BGH 4 StR 432/02 - Beschluss vom 3. Dezember 2002 (LG Bielefeld)

Letztes Wort des Angeklagten (Wiedereintritt in die Beweisaufnahme; Beruhen; Entbehrlichkeit); Freiheitsberaubung (Sich Bemächtigen; unerhebliche Beeinträchtigung der Fortbewegungsfreiheit bei körperlicher Auseinandersetzung).

§ 239 StGB; § 258 Abs. 2 und 3 StPO; § 337 StPO

Der Tatbestand der Freiheitsberaubung setzt keine bestimmte Dauer der Entziehung der persönlichen Bewegungsfreiheit voraus; es reicht vielmehr grundsätzlich auch eine nur vorübergehende Einschränkung aus (vgl. BGHSt 14, 314, 315). Andererseits stellt nicht jedes auch nur kurzzeitige Festhalten des Gegners im Verlauf einer körperlichen Auseinandersetzung, das zu einer zeitlich nur unerheblichen Beeinträchtigung der Fortbewegungsfreiheit führt, eine Freiheitsberaubung im Sinne des § 239 StGB dar.


Entscheidung

BGH 2 StR 332/02 - Beschluss vom 4. Dezember 2002 (LG Koblenz)
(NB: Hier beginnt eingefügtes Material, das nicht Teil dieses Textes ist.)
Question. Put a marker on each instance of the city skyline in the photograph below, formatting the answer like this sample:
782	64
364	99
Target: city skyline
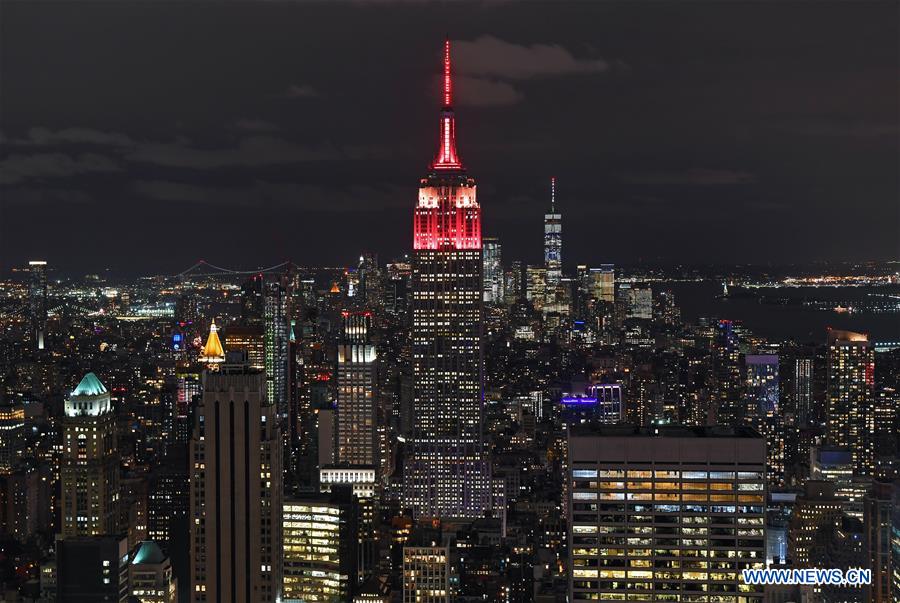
319	137
475	381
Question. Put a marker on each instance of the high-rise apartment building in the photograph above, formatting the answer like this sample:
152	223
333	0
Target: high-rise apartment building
850	395
37	298
150	575
89	469
603	283
880	504
817	513
493	271
426	574
764	411
236	489
357	413
320	546
803	390
553	241
250	339
446	474
12	435
663	511
276	340
92	569
727	373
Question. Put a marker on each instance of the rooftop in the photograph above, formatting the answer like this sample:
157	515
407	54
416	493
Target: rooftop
663	431
90	386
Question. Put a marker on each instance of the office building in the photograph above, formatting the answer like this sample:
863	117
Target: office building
150	575
603	283
92	569
493	271
553	241
276	341
426	574
446	474
880	505
357	413
213	353
250	339
663	511
12	435
37	298
320	546
817	514
89	467
235	489
764	411
850	394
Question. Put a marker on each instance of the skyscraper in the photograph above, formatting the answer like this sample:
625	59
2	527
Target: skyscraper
445	473
763	410
12	434
850	395
277	335
236	489
665	509
603	283
320	546
150	575
493	271
553	241
37	294
357	435
89	472
92	568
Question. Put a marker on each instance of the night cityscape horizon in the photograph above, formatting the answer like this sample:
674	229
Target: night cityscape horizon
622	327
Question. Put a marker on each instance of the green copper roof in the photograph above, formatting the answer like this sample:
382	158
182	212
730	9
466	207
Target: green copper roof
90	386
148	552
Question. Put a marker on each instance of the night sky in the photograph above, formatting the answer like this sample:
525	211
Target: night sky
144	136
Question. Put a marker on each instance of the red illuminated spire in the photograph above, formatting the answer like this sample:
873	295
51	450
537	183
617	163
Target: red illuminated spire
447	158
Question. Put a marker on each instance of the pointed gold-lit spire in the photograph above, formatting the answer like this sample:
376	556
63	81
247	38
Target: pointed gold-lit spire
213	352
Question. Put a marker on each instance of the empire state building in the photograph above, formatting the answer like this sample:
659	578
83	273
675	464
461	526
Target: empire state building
446	474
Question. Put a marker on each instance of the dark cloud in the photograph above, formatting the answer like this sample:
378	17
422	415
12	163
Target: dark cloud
251	151
18	168
79	136
259	194
483	92
490	56
662	123
301	91
696	176
256	125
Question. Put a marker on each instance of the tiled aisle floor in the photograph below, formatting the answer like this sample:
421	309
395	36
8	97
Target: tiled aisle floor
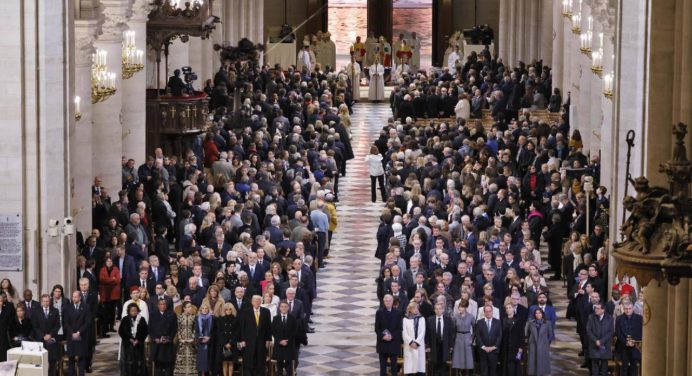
344	343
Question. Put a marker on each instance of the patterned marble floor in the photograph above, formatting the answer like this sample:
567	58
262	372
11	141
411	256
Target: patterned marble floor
344	342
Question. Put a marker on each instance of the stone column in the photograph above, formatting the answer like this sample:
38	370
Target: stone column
244	19
134	91
558	46
654	344
108	117
81	136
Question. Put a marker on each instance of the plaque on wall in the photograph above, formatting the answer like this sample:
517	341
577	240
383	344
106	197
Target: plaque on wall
11	242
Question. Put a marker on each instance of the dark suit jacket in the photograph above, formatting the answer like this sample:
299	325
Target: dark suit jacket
492	338
254	336
77	320
391	321
625	327
42	326
448	336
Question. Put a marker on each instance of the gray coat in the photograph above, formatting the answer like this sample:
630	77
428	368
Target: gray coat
601	330
538	357
462	357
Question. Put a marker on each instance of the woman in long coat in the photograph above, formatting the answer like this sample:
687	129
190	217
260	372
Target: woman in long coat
204	333
133	331
512	341
226	331
462	358
414	341
186	357
539	333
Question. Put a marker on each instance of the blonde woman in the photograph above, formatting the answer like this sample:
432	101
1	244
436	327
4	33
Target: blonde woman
413	335
226	332
214	300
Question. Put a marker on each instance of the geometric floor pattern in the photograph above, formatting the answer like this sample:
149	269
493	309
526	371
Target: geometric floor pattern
344	311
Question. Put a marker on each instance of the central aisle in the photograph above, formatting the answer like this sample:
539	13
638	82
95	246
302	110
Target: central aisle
344	312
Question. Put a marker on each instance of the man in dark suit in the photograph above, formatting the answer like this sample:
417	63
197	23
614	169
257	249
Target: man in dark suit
599	330
128	270
440	334
30	305
284	331
488	338
628	329
239	302
388	329
157	272
76	327
146	280
255	337
254	271
89	300
46	324
163	327
159	295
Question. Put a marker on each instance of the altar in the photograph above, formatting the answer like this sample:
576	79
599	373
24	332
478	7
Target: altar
283	54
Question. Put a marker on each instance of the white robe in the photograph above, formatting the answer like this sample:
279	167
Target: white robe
353	70
415	59
452	61
414	359
376	89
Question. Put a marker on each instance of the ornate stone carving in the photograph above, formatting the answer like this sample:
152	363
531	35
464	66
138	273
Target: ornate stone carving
657	234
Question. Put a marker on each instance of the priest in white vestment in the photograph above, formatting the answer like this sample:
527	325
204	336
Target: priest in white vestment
376	89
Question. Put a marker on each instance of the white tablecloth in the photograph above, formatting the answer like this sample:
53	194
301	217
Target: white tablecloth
280	53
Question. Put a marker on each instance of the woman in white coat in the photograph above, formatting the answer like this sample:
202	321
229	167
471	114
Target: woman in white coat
463	108
414	341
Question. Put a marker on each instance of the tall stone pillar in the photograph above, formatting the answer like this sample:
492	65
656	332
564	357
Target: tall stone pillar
558	46
244	19
81	166
654	344
134	91
108	118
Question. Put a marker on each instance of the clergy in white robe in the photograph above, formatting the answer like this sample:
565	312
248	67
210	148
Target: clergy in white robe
376	89
353	71
452	59
415	48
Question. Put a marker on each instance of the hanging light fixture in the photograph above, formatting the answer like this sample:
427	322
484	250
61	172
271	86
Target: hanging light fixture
102	81
133	59
597	58
567	8
576	20
77	112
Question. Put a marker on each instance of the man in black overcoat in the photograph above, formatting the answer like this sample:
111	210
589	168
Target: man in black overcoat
76	327
46	324
255	337
439	340
163	327
488	339
628	329
388	329
284	330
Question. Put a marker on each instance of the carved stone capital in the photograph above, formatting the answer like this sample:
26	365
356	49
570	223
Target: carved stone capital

Betrug (Stoffgleichheit; Schaden; Vermögensverfügung; Vermögensvorteil; Anlagebetrug: Schneeballsystem; Betrugsvorsatz: Hoffnung, das Risiko werde ausbleiben).

§ 263 StGB; § 15 StGB

1. Der Tatbestand des Betruges setzt voraus, dass der vom Täter erstrebte Vermögensvorteil und der verursachte Vermögensschaden einander entsprechen (BGHSt 6, 115, 116). Der Vorteil muss die Kehrseite des Schadens, d. h. unmittelbare Folge der täuschungsbedingten Vermögensverfügung sein und dem Täter direkt aus dem geschädigten Vermögen zufließen ("Stoffgleichheit").
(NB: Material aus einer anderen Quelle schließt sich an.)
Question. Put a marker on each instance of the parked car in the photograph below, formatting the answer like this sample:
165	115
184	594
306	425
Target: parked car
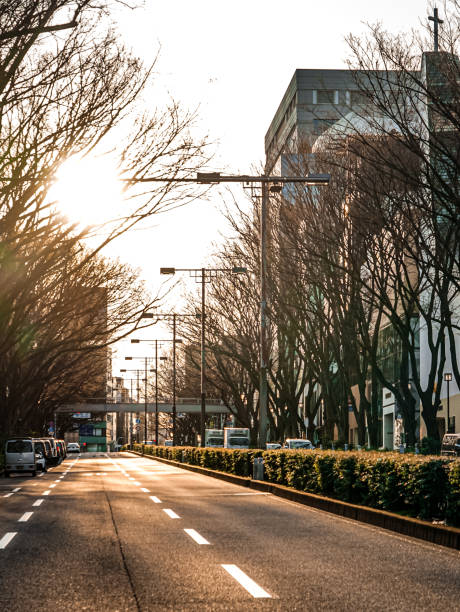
20	456
298	443
46	450
64	447
54	452
40	454
451	445
61	450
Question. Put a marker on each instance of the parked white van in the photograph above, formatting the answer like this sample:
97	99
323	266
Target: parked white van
20	456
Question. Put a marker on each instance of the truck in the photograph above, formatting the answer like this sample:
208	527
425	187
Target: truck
214	438
236	437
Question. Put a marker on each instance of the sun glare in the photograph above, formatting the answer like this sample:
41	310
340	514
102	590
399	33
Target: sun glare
88	191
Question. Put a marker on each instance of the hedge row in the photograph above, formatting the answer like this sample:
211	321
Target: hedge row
419	486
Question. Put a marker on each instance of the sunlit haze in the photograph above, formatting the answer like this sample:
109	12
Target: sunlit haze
87	190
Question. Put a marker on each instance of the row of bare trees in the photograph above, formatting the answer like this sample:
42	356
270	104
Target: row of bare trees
68	87
364	275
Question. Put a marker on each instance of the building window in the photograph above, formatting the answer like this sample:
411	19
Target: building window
359	98
321	125
327	96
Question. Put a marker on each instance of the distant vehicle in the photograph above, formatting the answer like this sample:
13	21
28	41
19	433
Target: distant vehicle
20	456
451	445
298	443
73	447
214	438
40	454
236	437
44	447
54	452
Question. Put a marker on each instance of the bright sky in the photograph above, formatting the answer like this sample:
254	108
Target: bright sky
234	60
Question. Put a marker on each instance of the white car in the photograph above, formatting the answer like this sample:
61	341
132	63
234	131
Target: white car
299	443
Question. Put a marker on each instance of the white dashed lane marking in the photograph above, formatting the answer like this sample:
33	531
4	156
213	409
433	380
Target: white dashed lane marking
7	539
196	536
170	513
251	587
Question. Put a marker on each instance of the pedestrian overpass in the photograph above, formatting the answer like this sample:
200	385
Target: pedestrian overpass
183	405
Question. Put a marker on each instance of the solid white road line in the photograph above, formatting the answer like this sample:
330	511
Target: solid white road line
7	539
251	587
170	513
196	536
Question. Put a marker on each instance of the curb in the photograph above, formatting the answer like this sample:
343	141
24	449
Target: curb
412	527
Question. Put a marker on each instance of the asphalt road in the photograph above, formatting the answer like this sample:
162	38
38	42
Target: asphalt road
124	533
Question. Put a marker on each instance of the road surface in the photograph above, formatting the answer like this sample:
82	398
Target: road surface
122	533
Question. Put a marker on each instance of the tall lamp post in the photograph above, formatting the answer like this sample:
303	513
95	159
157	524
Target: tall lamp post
137	394
174	316
137	341
448	378
203	276
145	392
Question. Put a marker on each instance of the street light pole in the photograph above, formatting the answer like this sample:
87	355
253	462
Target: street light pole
174	380
263	390
204	275
203	357
448	378
145	402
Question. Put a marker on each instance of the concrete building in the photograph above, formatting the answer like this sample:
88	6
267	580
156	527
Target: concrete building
314	102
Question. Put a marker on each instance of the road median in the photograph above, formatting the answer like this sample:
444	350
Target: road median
442	535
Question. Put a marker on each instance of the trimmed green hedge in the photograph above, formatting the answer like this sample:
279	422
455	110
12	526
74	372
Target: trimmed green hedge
426	487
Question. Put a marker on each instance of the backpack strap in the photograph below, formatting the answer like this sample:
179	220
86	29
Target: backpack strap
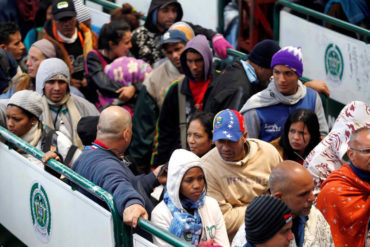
182	114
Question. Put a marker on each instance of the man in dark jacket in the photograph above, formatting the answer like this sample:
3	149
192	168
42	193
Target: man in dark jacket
76	39
196	63
161	15
103	164
240	80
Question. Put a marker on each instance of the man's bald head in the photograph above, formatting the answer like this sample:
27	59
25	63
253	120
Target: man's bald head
293	184
284	174
112	122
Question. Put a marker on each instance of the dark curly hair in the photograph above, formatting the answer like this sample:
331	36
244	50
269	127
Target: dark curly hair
113	31
128	14
206	119
310	120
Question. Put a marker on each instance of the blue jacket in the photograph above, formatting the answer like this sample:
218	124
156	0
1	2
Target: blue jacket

2. Der Betrugsvorsatz wird nicht dadurch ausgeschlossen, dass der Täter hoffte, es werde letzten Endes alles gutgehen und das Risiko werde sich nicht realisieren (vgl. BGHR StGB § 263 Abs. 1 Vorsatz 1 und 2). Die Feststellung, dass der Angeklagte die Anleger über das Verlustrisiko getäuscht hat, ist an sich geeignet, die Annahme eines Schädigungsvorsatzes im Sinne eines Gefährdungsvorsatzes zu tragen. Wer einem anderen eine sichere Kapitalanlage vorspiegelt, obwohl er tatsächlich mit der Möglichkeit eines Totalverlustes rechnet, kann eine täuschungsbedingte Gefährdung des eingesetzten Geldes des Getäuschten billigen.


Entscheidung

BGH 4 StR 451/02 - Beschluss vom 10. Dezember 2002 (LG Halle)

Sexueller Missbrauch von Schutzbefohlenen (Verfahrenshindernis der Strafverfolgungsverjährung; Obhutsverhältnis; zur Betreuung in der Lebensführung anvertraut)
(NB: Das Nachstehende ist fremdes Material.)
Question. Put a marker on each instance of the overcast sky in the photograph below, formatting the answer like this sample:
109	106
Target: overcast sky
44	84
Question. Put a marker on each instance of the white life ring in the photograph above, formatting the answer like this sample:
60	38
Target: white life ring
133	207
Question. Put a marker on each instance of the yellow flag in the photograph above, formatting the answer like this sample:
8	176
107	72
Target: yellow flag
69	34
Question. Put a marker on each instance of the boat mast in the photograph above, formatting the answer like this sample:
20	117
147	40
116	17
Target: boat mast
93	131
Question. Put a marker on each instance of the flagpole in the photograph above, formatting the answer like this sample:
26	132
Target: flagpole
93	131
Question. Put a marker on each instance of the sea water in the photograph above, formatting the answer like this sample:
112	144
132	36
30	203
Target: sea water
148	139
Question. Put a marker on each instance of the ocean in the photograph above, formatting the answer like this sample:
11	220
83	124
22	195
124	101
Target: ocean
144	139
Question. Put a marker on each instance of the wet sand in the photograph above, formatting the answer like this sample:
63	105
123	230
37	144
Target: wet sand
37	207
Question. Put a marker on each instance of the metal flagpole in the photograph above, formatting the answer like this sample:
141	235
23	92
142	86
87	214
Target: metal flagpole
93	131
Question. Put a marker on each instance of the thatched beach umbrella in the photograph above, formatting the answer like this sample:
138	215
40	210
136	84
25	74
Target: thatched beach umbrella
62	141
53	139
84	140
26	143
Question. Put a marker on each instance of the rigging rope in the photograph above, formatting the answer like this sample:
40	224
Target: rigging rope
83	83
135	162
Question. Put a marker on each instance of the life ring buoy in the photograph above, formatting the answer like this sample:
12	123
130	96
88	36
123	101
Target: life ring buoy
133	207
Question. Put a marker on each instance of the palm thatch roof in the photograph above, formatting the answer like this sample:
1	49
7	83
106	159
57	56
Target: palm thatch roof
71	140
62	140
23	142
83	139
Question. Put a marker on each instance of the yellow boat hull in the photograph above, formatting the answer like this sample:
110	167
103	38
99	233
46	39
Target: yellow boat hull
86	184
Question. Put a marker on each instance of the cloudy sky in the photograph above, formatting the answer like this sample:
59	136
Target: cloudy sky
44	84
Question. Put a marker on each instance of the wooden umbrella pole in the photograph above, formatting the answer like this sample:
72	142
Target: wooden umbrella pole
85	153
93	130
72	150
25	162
§ 174 StGB; § 78 Abs. 1 Satz 1 StGB

Zur Betreuung in der Lebensführung anvertraut ist eine Person nur, wenn ein Verhältnis bestand, kraft dessen dem Angeklagten das Recht und die Pflicht oblag, die Lebensführung der Jugendlichen und damit deren geistig-sittliche Entwicklung zu überwachen und zu leiten (vgl. BGHSt 41, 137, 138 ff.; BGHR StGB § 174 Abs. 1 Obhutsverhältnis 1). Es muss ein dem Schutzzweck des § 174 entsprechendes Abhängigkeitsverhältnis dargetan sein.


Entscheidung

BGH 2 StR 419/02 - Beschluss vom 27. November 2002 (LG Frankfurt am Main)

Hehlerei; Absatzvorgang; Tateinheit; Tatmehrheit; Unterbringung in einer Entziehungsanstalt; Verkündungsversehen (Berichtigung von offensichtlichen Zählfehlern durch den Tatrichter).

§ 259 StGB; § 52 StGB; § 53 StGB; 64 StGB; § 260 Abs. 1 StPO; § 268 StPO

1. Wirkt der Hehler durch dieselben Handlungen am Absatz von Beute mit, die aus mehreren Vortaten stammt, so begeht der Hehler dennoch nur um eine Tat.

2. Der Tenor eines Urteils, das die Anzahl der abgeurteilten Taten falsch angibt, darf auch vom Tatrichter selbst berichtigt werden, wenn der Fehler für alle Verfahrensbeteiligten offensichtlich ist und seine Behebung darum auch nicht den entfernten Verdacht einer inhaltlichen Änderung des Urteils begründen kann.